Mon opposition fut inutile ; selon l'usage des caractères faibles, le roi leva la séance sans rien déterminer ; l'ordonnance ne devait être arrêtée qu'au château d'Arnouville.
On ne tint point conseil en règle dans cette dernière résidence ; les intimes et les affiliés au secret furent seuls assemblés. M. de Talleyrand, nous ayant devancés, prit langue avec ses amis. Le duc de Wellington arriva : je le vis passer en calèche ; les plumes de son chapeau flottaient en l'air ; il venait octroyer à la France M. Fouché et M. de Talleyrand, comme le double présent que la victoire de Waterloo faisait à notre patrie. Lorsqu'on lui représentait que le régicide de M. le duc d'Otrante était peut-être un inconvénient, il répondait : « C'est une frivolité. » Un Irlandais protestant, un général anglais étranger à nos mœurs et à notre histoire, un esprit ne voyant dans l'année française de 1793 que l'antécédent anglais de l'année 1649, était chargé de régler nos destinées ! L'ambition de Bonaparte nous avait réduits à cette misère.
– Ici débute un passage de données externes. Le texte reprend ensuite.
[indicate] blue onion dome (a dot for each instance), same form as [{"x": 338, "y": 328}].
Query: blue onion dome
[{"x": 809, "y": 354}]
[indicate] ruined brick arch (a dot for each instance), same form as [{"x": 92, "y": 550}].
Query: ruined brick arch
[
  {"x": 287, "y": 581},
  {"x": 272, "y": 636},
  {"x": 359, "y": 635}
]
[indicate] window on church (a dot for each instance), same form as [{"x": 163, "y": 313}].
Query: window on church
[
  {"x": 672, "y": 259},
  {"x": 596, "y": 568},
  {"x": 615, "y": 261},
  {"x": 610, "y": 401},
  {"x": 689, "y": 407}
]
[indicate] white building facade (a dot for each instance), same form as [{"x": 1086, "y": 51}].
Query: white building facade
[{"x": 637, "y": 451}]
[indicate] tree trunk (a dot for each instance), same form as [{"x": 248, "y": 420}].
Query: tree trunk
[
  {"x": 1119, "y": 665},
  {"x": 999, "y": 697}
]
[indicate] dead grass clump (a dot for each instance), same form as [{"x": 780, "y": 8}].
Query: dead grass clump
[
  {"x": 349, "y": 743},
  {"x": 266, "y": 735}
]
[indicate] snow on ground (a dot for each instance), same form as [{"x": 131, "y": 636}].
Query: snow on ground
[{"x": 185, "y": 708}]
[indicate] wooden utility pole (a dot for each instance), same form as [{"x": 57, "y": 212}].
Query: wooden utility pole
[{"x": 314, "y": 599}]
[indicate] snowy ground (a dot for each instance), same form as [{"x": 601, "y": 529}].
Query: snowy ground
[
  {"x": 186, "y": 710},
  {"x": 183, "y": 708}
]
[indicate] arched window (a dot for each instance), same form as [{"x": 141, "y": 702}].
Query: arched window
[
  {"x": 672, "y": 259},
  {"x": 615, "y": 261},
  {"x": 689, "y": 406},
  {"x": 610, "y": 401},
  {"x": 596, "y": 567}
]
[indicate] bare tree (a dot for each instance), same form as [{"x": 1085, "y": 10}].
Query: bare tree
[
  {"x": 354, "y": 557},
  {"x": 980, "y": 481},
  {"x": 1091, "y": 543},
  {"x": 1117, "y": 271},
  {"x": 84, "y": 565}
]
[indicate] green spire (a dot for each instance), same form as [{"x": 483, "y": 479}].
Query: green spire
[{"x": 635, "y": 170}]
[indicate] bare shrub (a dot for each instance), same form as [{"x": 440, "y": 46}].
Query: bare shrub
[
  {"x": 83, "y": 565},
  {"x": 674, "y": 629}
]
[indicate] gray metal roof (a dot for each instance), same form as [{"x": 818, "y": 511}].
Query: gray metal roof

[…] Le soir, vers les neuf heures, j'allai faire ma cour au roi. Sa Majesté était logée dans les bâtiments de l'abbaye ; on avait toutes les peines du monde à empêcher les petites filles de la Légion-d'Honneur de crier : Vive Napoléon ! J'entrai d'abord dans l'église ; un pan de mur attenant au cloître était tombé ; l'antique abbatial n'était éclairé que d'une lampe. Je fis ma prière à l'entrée du caveau où j'avais vu descendre Louis XVI : plein de crainte sur l'avenir, je ne sais si j'ai jamais eu le cœur noyé d'une tristesse plus profonde et plus religieuse. Ensuite je me rendis chez Sa Majesté : introduit dans une des chambres qui précédaient celle du roi, je ne trouvai personne ; je m'assis dans un coin et j'attendis. Tout à coup une porte s'ouvre ; entre silencieusement le vice appuyé sur le bras du crime, M. de Talleyrand marchant soutenu par M. Fouché ; la vision infernale passe lentement devant moi, pénètre dans le cabinet du roi et disparaît. Fouché venait jurer foi et hommage à son seigneur ; le féal régicide, à genoux, mit les mains qui firent tomber la tête de Louis XVI entre les mains du frère du roi martyr ; l'évêque apostat fut caution du serment.